RenX reports $8.2M revenue and $15.9M net loss in first year after recycling pivot

RenX Enterprises Corp. (NASDAQ:RENX) generated $8.2 million in revenue during the seven months following its June 2 acquisition of an organic waste processing business, surpassing its previous guidance of $7.0 million by 17%, according to a company press release.

For the fiscal year ended December 31, 2025, the company reported a net loss of $15.9 million. This figure includes about $4.8 million in non-recurring expenses, consisting of a $3.0 million reserve tied to legacy notes receivable, a $966,000 asset impairment, and an $818,000 investment loss.

RenX operates an 80-acre organics processing facility in Myakka City, Florida, through its subsidiary Resource Group US Holdings. At the site, the company processes organic waste into compost, engineered soils, and growing media. Its logistics activities are conducted through Zimmer Equipment Inc.
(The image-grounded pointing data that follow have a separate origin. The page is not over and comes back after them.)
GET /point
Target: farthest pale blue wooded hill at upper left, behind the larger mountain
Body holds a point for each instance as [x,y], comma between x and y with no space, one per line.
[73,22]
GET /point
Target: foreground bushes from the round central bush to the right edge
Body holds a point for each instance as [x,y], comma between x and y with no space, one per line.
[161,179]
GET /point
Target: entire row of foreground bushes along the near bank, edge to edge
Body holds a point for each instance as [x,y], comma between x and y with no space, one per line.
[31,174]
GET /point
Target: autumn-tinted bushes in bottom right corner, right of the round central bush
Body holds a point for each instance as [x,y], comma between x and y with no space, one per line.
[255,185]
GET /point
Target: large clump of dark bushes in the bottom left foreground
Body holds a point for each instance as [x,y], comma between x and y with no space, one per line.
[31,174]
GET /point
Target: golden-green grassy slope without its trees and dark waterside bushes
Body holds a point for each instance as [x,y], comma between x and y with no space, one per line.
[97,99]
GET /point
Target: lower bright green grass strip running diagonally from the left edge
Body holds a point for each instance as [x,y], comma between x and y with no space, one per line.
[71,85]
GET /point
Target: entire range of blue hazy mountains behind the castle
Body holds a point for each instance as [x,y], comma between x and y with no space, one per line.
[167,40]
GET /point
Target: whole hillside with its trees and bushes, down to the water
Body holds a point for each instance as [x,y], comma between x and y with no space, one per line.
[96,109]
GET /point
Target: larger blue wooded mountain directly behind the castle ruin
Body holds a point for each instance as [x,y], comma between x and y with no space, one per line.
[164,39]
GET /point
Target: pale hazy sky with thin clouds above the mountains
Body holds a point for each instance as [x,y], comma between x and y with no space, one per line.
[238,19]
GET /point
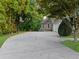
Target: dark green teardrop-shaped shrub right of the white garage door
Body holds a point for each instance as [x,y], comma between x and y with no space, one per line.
[65,28]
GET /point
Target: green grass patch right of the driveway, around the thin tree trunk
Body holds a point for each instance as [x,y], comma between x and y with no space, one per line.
[71,44]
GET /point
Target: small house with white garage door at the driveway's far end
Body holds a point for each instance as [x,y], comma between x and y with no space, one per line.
[50,24]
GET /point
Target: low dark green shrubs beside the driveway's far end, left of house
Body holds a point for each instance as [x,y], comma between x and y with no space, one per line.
[32,25]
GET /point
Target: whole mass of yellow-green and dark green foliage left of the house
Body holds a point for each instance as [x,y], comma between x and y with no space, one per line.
[12,10]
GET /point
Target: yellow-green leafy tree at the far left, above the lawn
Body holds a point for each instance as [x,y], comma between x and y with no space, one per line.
[11,10]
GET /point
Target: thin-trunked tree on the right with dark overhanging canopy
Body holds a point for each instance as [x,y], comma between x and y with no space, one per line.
[61,8]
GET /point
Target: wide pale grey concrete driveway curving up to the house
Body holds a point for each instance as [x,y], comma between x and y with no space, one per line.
[36,45]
The company reported a blended gross margin of 29.1% for 2025, an improvement compared with the 26.4% margin recorded in the twelve months ending in Q3 2025. By the end of the year, RenX held $1.08 million in finished goods inventory.

During the fiscal year, RenX reduced $11.9 million in legacy debt through repayments and debt extinguishments. However, the company still carried $25.97 million in total debt as of Q3 2025. At its Florida facility, RenX deployed several pieces of processing equipment, including a Diamond Z track horizontal grinder, a Komptech Shredder, and a Komptech XL3 screening system.
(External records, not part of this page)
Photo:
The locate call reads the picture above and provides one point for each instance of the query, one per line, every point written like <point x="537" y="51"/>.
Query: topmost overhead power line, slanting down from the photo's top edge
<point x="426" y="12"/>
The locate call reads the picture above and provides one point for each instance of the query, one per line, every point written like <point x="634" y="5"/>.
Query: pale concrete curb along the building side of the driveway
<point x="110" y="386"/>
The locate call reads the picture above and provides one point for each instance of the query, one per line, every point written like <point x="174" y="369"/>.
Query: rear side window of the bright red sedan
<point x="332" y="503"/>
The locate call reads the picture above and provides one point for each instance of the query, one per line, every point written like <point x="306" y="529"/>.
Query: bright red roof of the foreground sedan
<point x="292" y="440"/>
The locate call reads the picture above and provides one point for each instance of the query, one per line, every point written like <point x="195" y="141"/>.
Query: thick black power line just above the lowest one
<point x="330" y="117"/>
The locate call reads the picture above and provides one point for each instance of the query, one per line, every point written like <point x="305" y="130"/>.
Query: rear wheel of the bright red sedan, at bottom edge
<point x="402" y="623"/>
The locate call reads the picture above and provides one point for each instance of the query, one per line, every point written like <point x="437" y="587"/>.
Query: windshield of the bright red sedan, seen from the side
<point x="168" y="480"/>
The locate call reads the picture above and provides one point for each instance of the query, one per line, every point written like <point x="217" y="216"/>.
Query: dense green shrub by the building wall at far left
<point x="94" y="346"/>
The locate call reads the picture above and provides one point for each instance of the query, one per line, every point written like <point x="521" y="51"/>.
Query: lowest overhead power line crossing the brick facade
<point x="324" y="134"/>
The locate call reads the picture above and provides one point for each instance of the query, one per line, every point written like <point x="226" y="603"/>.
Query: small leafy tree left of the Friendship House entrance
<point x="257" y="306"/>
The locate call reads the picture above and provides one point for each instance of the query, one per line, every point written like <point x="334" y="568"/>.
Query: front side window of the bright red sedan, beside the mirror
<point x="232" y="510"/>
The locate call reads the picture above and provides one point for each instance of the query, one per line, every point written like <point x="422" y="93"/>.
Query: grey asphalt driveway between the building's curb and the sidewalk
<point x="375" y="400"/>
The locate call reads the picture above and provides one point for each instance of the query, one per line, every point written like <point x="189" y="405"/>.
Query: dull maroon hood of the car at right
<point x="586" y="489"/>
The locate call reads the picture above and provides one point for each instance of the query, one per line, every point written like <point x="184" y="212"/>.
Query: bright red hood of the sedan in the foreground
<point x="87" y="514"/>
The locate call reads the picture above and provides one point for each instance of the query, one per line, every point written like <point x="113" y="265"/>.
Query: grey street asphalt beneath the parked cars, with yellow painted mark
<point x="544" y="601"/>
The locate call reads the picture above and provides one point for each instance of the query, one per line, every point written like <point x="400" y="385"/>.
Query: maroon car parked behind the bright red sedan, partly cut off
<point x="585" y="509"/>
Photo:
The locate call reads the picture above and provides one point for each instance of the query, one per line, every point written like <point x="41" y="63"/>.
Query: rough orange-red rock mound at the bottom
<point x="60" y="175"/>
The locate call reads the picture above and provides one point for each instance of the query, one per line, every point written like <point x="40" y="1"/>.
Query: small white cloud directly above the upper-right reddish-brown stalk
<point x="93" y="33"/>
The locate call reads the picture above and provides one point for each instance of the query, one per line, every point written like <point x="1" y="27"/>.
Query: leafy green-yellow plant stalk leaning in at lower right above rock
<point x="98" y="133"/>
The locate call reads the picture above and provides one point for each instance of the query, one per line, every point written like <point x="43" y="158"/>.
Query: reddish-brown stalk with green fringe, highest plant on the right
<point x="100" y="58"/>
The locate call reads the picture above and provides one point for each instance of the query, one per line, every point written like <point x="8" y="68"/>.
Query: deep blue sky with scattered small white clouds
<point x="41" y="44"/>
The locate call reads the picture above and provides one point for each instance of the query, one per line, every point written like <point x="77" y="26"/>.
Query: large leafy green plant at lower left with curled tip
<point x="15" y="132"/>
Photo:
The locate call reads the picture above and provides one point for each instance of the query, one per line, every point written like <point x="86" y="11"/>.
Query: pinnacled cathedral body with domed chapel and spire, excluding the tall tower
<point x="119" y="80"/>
The company has also ordered a Microtec UTM 1200 Turbo Mill, which is expected to arrive in April 2026. The system is capable of processing up to 10 tons of woody biomass per hour. RenX anticipates completing installation and commissioning within 2026, with commercial production expected to begin in the second half of the year.
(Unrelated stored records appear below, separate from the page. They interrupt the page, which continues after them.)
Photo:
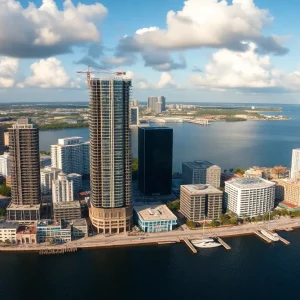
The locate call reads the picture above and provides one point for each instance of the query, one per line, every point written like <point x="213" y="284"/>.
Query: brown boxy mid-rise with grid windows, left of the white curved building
<point x="200" y="201"/>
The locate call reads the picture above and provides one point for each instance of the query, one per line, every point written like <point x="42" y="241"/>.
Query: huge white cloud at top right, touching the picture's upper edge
<point x="208" y="23"/>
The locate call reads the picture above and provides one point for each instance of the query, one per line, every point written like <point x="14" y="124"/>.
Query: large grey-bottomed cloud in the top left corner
<point x="43" y="31"/>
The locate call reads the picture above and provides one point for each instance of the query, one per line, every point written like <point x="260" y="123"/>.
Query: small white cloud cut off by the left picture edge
<point x="8" y="70"/>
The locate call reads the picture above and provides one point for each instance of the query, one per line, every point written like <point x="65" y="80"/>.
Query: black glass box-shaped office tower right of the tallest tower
<point x="155" y="153"/>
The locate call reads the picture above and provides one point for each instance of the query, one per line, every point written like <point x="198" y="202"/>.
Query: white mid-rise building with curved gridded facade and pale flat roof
<point x="249" y="197"/>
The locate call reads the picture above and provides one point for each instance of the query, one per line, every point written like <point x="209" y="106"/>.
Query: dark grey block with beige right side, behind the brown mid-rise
<point x="201" y="172"/>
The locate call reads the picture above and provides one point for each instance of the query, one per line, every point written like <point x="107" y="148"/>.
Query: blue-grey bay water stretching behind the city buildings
<point x="229" y="144"/>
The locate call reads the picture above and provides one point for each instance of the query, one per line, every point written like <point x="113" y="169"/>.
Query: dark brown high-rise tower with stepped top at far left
<point x="25" y="171"/>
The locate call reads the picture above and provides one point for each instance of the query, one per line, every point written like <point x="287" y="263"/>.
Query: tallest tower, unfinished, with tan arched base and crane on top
<point x="110" y="155"/>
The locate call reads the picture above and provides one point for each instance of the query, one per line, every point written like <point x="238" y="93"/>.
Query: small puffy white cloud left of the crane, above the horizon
<point x="49" y="73"/>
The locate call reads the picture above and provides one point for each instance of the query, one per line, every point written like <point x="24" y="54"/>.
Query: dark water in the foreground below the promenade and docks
<point x="251" y="270"/>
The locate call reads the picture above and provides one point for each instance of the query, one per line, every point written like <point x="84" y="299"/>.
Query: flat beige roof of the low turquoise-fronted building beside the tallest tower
<point x="154" y="212"/>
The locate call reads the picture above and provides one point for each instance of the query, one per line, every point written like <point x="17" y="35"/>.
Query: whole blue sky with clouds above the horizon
<point x="189" y="51"/>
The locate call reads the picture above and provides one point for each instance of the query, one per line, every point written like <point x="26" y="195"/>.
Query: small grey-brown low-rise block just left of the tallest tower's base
<point x="67" y="210"/>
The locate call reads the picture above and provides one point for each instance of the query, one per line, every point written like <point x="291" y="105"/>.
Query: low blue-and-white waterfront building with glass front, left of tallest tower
<point x="55" y="231"/>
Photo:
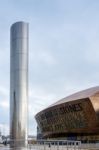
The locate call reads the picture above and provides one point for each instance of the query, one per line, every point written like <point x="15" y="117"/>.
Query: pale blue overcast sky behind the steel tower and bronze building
<point x="63" y="51"/>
Additionally, RenX is marketing two legacy real estate assets located in Atlanta and Durant, Oklahoma, with plans to use proceeds from potential sales to reduce debt and support operations.

Earlier in 2025, the company operated as Safe and Green Development Corporation, a real estate holding firm, before transitioning to its current business model following the June 2 acquisition of Resource Group US Holdings.

In other recent developments, RenX announced a 1-for-20 reverse stock split, which became effective on March 26, meaning its shares now trade on a split-adjusted basis. The company also installed a Komptech XL3 trommel screener with an automated conveyor system at its Myakka City facility, a move expected to improve operational efficiency by reducing the need for multiple operators.

RenX is also preparing to receive the UTM 1200 Turbo Mill from Germany, scheduled to arrive in April 2026. The equipment will play a key role in converting biomass materials into engineered soil products.

Additionally, the company restructured its investment in the Norman Berry property in Georgia, converting its $600,000 equity stake into a secured note while maintaining a 50% ownership interest. These steps reflect RenX’s broader strategy as it shifts toward a biomass processing and engineered soils platform.